Over the past few weeks, we have reviewed the platform market and seen a wide range of functionality and features. One area of functionality that has exhibited polarised approaches is the inclusion of attitude to risk (ATR) questionnaires.
Given the interest in ATRs generated by the FSA’s January 2011 paper on risk and suitability, it is worth exploring the issue further to see how the different platforms, product providers and third-party tools are responding.
On or off platform?
When looking at whether the tools should exist on or off platform, the crux of the argument is whether one accepts the legitimacy of having a single platform strategy for all clients’ needs. Despite the headline interpretation, we believe the FSA paper CP10/29 has been explicit in saying that a single platform for all clients for all investments is unlikely (but not impossible).
If we accept that an adviser is likely to use on- and off-platform solutions and that the platform strategy uses a primary platform and two alternative supporting platforms, then it follows that to offer advice consistently across all clients without bias towards a platform choice (which TCF demands), an off-platform ATR is desirable.
On the face of it, this logic works. But if the asset allocation is then performed on a platform, a question arises of how easy is it to match the risk categorisation identified by an independent ATR with the investment selection on a platform that may be using an asset allocation tool with different methodologies or terminology.
There is no easy answer other than to make sure the adviser fully understands the risk definitions and does not use the ATR categorisation as a definitive answer.
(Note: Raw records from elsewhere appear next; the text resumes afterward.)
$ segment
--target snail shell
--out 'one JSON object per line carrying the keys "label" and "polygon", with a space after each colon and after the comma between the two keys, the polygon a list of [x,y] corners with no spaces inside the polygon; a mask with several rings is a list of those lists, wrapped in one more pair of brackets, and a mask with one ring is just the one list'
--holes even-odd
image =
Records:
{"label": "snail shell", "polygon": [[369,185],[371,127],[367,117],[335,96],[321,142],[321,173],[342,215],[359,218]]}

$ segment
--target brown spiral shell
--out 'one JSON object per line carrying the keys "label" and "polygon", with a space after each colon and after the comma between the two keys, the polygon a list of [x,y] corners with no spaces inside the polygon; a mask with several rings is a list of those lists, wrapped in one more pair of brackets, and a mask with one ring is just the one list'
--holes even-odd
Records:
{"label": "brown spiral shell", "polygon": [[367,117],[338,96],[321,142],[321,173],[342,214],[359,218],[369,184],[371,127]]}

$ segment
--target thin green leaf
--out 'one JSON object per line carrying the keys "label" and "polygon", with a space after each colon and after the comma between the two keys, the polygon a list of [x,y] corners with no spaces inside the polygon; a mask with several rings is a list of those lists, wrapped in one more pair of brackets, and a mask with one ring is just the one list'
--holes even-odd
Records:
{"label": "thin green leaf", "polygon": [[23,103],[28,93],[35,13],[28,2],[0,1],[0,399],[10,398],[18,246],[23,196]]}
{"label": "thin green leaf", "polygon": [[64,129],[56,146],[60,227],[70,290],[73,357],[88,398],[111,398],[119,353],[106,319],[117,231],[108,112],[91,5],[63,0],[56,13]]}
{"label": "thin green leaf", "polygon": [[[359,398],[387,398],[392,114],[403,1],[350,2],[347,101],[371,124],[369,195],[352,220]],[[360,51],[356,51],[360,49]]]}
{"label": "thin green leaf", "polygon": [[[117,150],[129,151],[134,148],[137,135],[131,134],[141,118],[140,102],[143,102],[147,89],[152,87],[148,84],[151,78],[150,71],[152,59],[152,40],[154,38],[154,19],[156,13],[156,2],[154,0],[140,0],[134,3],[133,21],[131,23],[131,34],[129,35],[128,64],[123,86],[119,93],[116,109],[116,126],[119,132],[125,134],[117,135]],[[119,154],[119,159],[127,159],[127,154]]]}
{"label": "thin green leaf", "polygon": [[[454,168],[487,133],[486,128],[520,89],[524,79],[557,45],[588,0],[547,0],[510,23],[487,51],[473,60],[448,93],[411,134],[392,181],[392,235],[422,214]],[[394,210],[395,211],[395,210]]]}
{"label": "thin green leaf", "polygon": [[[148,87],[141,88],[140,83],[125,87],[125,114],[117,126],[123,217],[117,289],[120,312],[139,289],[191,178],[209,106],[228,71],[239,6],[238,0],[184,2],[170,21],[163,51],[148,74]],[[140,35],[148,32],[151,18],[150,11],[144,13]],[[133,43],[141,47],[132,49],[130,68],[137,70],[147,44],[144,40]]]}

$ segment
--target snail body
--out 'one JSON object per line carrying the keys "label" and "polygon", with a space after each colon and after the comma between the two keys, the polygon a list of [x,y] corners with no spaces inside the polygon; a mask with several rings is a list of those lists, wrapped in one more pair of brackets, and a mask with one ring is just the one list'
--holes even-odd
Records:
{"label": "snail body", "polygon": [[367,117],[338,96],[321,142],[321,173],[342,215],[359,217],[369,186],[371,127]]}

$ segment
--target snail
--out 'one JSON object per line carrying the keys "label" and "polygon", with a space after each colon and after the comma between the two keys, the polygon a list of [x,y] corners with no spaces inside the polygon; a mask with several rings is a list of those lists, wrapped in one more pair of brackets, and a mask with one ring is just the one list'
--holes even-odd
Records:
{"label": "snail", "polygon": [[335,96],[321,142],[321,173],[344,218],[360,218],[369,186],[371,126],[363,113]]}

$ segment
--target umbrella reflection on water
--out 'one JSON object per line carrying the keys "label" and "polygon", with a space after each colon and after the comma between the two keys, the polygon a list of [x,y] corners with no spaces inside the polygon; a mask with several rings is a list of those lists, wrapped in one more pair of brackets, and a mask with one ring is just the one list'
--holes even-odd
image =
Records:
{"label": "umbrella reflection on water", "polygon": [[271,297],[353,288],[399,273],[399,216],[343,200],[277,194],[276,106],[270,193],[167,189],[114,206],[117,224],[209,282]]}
Advisers should use the ATR categorisations to support their own knowledge and experience in the process of risk assessment and always include active conversation with the client to ensure the risk profiling result fits their needs and objectives.
Review of the ATR market
To guide our understanding of the ATR and asset allocation tools available, AT8 reviewed the market, sending a questionnaire to 22 organisations including platform operators, product providers, practice management systems, financial planning tools and ATR specialists. We also examined responses sent to the FSA by some of the specialist ATR tool vendors to get an insight into how vendors view the FSA paper. Our findings are compiled in a commercial report released earlier this month.
The responses show that, on the whole, the technology tools meet many of the issues raised by the FSA. One area where the FSA methodology met with consistent criticism from specialist vendors was that the review did not assess the use of psychometric methodologies in assessing customer attitudes. However, it was noticeable that ATR tool vendors have taken the FSA report seriously and are producing formal responses as well as making immediate changes to their software to support advisers dealings with customers.
Responses to the FSA guidelines
Last month saw Financial Express update its newly acquired eValue FE solution to meet the FSA’s guidance and embed the tool into its flagship product, Financial Express Analytics. The update also coincided with a revamp of Analytics, including a much improved user interface.
Barrie & Hibbert does not have a software solution in the same sense to release. It works in partnership with other software firms to create tailored solutions but remains confident that the Byrne-Blake psychometric ATR questionnaire meets the FSA’s requirements. In addition, Barrie & Hibbert has responded to the FSA with a comprehensive point-by-point response to the report’s key findings.